Pengalihan Kegiatan untuk Manfaat Sosial
Sehubungan dengan hal tersebut, seluruh jajaran diimbau untuk mengurangi kegiatan seremonial seperti halalbihalal dan open house. Pemerintah mendorong agar kegiatan tersebut dialihkan pada program yang lebih bermanfaat langsung bagi masyarakat. Ini merupakan upaya konkret untuk meningkatkan kepedulian sosial di tengah masyarakat.
Beberapa kegiatan yang dianjurkan antara lain pemberian santunan kepada masyarakat yang membutuhkan. Pelaksanaan kegiatan sosial juga menjadi prioritas untuk membantu kelompok rentan di berbagai daerah. Program-program produktif lainnya yang berdampak nyata juga sangat diharapkan untuk dilaksanakan secara merata.
Pemerintah berharap langkah ini dapat memperkuat kepedulian sosial serta semangat kebersamaan di tengah masyarakat. Khususnya dalam momentum Hari Raya Idul Fitri yang penuh makna dan kebersamaan. Surat edaran tersebut menegaskan agar imbauan ini menjadi perhatian dan dilaksanakan oleh seluruh pihak terkait.
Implementasi Pembatasan di Lingkup Pemkot Makassar
Wali Kota Munafri Arifuddin menjelaskan secara spesifik implementasi pembatasan di lingkungan Pemerintah Kota Makassar. Pelaksanaan open house di area pelataran Kantor Balai Kota Makassar akan sangat dibatasi. Kegiatan ini hanya akan berlangsung pada hari pertama Idul Fitri saja.
Durasi waktu open house juga akan dipersingkat secara signifikan dari biasanya. Masyarakat umum hanya dapat menghadiri acara dari pukul 09.00 pagi hingga 11.00 WITA. Setelah waktu tersebut, tidak akan ada lagi kegiatan open house yang diselenggarakan di Balai Kota.
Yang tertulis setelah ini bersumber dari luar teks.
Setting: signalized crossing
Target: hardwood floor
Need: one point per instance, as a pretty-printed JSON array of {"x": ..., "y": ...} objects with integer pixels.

Munafri Arifuddin menegaskan bahwa kebijakan ini adalah bentuk kepatuhan Pemkot Makassar terhadap aturan yang telah ditetapkan. "Jadi, kami Pemerintah Kota Makassar sudah menerima edaran yang dikeluarkan oleh Kementerian Dalam Negeri untuk mengurangi kegiatan open house, di saat lebaran. Artinya, kita harus ikuti," jelasnya.